Tuesday, October 13, 2015

Review: Sicario (2015)

          'Sicario' Amazingly Shows How The Border Between Good And Evil Is Consistently Being Crossed

      Even if Emily Blunt isn't exactly in "Full Metal B*tch" mode like in Edge of Tomorrow, she continues to prove a strong case as to why she should get that superhero movie which continues to elude her.

        Sicario follows the story of an FBI agent named Kate (Emily Blunt) who is asked to help take down the leader of a Mexican drug cartel, with the help of loose cannon agent Matt (Josh Brolin) and mysterious Alejandro (Benicio Del Toro). But it turns out that it isn't just the U.S.-Mexico line being crossed as the three characters reveal their own motives to taking down the cartel ruler, blurring the line between right and wrong.

      I'll start off with the acting. Emily Blunt gives the best performance of her already impressive career as Kate. The beauty of her performance is that even if the movie was silent or she was mute, Blunt still wouldn't need dialogue to let the audience in on her rampant emotions. It's all in her eyes. I also thought Josh Brolin was great and brought both mild comic relief and enigma to the role of Matt. But as impressive as those two are, I'll say two words: Del. Toro.. Del Toro is SO amazing as the elusive Alejandro that he makes you wish his character had his own movie. While he mostly faces down and talks low, it really fits the character as you are never sure where his true loyalties lie.

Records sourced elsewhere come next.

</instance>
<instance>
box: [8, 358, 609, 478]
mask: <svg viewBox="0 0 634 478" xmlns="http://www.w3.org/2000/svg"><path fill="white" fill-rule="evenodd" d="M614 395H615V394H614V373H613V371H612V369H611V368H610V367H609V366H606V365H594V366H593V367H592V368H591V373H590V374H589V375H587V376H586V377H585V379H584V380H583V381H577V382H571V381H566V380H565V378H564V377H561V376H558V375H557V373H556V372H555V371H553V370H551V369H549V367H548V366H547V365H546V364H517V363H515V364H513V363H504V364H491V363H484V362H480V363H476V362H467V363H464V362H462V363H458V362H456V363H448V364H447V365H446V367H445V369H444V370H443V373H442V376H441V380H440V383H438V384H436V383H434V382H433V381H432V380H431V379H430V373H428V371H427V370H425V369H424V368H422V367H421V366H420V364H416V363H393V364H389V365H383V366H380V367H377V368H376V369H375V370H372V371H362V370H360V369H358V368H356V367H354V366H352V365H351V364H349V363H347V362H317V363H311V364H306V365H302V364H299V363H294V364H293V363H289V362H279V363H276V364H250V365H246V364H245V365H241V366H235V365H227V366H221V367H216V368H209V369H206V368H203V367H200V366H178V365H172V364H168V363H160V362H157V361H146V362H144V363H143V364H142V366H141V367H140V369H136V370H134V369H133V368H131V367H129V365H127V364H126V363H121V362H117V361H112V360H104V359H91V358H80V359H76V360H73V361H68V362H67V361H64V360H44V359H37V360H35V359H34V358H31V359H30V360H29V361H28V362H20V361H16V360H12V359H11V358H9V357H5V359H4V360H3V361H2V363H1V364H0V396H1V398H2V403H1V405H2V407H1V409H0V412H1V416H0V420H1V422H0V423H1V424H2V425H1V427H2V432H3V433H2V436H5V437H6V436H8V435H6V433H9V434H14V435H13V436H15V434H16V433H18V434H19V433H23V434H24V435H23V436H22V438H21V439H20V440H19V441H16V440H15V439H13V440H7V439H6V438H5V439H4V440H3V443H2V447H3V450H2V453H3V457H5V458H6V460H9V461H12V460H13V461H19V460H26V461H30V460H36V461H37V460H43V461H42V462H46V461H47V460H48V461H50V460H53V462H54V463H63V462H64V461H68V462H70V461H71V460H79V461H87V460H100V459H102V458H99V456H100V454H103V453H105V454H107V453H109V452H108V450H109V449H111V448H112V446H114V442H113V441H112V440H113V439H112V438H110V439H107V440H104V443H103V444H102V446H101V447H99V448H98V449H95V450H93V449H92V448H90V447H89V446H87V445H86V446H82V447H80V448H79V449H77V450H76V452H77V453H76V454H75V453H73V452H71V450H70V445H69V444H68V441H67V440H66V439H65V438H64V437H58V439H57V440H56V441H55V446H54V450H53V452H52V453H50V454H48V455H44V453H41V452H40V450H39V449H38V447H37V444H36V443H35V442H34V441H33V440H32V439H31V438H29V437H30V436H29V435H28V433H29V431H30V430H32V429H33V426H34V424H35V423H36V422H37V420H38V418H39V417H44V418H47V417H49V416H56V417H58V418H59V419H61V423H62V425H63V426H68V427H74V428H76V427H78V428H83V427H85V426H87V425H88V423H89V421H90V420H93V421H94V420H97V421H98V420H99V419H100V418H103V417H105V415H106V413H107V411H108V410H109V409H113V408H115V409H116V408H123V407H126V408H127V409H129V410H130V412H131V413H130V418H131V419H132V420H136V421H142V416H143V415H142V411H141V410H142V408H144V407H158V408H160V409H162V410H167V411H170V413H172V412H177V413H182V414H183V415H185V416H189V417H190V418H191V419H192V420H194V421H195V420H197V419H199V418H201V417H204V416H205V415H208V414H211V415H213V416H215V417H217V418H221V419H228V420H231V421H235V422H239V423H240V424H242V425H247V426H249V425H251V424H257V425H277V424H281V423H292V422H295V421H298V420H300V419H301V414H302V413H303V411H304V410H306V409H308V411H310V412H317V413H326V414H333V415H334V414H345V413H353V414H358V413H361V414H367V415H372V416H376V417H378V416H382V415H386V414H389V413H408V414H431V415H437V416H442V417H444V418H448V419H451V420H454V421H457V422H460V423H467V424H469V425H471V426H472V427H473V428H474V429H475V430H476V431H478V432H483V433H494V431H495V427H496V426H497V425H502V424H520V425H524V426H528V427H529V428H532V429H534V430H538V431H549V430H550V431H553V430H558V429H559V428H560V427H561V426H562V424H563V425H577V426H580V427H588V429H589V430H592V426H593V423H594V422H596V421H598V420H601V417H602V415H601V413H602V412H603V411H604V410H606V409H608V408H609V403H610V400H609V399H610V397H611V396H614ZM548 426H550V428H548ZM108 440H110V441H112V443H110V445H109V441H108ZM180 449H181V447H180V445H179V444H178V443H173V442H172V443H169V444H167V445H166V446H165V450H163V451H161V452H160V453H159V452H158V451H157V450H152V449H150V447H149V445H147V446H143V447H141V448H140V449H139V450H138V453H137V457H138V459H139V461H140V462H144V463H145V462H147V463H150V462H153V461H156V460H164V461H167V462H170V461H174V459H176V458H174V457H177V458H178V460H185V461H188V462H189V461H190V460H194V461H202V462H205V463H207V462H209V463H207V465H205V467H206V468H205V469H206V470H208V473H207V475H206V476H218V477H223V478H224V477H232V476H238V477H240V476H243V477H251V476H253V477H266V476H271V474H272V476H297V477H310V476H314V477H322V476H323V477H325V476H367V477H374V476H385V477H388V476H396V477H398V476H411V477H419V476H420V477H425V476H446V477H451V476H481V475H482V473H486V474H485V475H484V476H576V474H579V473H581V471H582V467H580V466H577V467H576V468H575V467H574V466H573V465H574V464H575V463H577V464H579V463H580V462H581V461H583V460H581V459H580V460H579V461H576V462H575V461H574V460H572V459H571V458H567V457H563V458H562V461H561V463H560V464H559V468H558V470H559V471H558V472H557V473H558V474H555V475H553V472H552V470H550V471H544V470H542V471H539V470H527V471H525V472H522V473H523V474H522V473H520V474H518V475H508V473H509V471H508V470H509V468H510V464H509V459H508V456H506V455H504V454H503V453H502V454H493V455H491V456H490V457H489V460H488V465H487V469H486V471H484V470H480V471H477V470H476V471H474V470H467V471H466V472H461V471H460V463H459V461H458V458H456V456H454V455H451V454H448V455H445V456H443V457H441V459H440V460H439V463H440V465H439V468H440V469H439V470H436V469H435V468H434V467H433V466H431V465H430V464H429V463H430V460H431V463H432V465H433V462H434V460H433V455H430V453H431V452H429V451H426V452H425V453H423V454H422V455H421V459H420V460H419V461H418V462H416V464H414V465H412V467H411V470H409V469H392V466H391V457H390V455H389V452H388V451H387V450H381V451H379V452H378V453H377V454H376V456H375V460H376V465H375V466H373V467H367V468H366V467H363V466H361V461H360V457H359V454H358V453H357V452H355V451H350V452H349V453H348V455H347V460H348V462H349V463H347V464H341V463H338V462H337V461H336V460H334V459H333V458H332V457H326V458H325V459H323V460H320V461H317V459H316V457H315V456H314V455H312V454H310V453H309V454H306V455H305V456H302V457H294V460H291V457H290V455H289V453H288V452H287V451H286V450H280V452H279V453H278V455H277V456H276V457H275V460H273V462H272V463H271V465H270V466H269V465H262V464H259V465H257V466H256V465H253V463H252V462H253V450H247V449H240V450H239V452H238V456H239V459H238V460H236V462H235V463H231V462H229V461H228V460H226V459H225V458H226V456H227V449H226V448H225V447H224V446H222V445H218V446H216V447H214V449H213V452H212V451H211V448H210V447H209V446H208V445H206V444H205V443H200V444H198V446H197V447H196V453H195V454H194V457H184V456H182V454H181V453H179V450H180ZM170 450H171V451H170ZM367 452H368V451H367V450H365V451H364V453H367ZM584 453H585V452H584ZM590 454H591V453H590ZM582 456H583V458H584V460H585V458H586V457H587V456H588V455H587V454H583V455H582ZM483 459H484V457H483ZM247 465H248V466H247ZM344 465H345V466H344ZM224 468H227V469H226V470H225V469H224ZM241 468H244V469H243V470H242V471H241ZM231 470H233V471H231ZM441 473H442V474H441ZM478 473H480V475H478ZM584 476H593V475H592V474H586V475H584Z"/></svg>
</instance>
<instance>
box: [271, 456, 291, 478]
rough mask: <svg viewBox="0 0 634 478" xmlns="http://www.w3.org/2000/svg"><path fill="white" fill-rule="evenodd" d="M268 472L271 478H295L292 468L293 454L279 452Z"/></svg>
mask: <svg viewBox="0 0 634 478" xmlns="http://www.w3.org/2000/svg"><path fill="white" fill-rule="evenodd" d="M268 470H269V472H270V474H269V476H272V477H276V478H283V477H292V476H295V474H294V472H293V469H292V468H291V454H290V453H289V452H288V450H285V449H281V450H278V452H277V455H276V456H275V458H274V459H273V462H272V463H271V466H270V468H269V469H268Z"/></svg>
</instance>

     Next, I'll get into the screenplay by Taylor Sheridan. Without giving anything away, I'll just say that it was interesting that even though a villain is given, it is more of a morality tale, delving into themes such as the balance of good and evil as well as power. So, it doesn't just focus on who the characters are chasing, but how they're chasing it. Also, even though the Mexican drug cartel story is something we've seen before, here, it is done quite differently in my opinion. Thanks to the directorial efforts of Denis Villeneuve, the grayness amongst the characters is able to shine through and he is able to let the camera roll on his actors so they can let the audience in on their feelings without the heavy use of dialogue.

     I also loved the cinematography by Roger Deakins. The man is a master at his craft and here, it is no different. What I loved about the way he shot it is how the scenes set on night and day actually feel like night and day without the use of special lighting hovering the actors. Despite the film not having much action sequences, the editing by Joe Walker is put together so tightly that it not only is still filled with tension, but you're not staring at your phone. Lastly, I loved the score by Johann Johansson. Even as we hear it in the beginning, we are still given an idea of what kind of film we are in for.


    Overall, Sicario is a slightly familiar yet incredibly tense thriller done with unique stylization and storytelling to help it stand out from other films in its realm.